Then $\Omega$ is uniformly convex. In other words, the principle curvature  of every point on $\partial \Omega$, namely $\kappa_1,\kappa_2,\cdots,\kappa_{n-1}$, are positive. Moreover, $\partial \Omega$ is connect.

$\mathbf{Proof:}$ For any boundary point of $\Omega$, we may suppose the point is origin. Since $\partial \Omega\in C^2$, there exists a neighborhood of 0 such that $\partial \Omega$ is represented by $x_n=\rho(x_1,x_2,\cdots,x_{n-1})$ with $\rho\in C^2$. Choosing the principle coordinate system, poositive $x_n$ axis is interior normal at origin and

$\displaystyle \rho(x')=\frac{1}{2}\sum\limits_{i=1}^{n-1}\kappa_ix_i^2+O(|x'|^3)$ here $x'=x_1,x_2,\cdots, x_{n-1}$.
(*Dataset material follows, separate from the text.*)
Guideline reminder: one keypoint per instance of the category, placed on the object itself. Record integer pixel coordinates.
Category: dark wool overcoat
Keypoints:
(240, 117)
Since $u(x',\rho(x'))=0$ near the origin, it following, on differentiation,

$\displaystyle u_{ij}=-u_n\rho_{ij}=-u_n\kappa_i\delta_{ij}$    for $i,j.

So at origin, we get

$\displaystyle D^2u=\left( \begin{array}{cccc} \kappa_1 & 0 &\cdots & u_{1n} \\ 0 & \kappa_2 & \ldots & u_{2n} \\ \vdots &\vdots & \ddots &\vdots\\ u_{1n}&u_{2n}& \cdots & u_{nn} \end{array} \right)$

which means

$\displaystyle 1=\det D^2u=|u_n|^{n-2}\prod\limits_{i=1}^{n-1}\kappa_i\left\{|u_n|u_{nn}-\sum\limits_{i=1}^{n-1}\frac{(u_{in})^2}{\kappa_i}\right\}.$

So $\kappa_i\neq 0$ on $\partial \Omega$ and for all $\, i=1,2,\cdots,n$. However, $\kappa_i$ is continuous function on $\partial \Omega$, which means $\kappa_i$ does not change sign on $\partial \Omega$.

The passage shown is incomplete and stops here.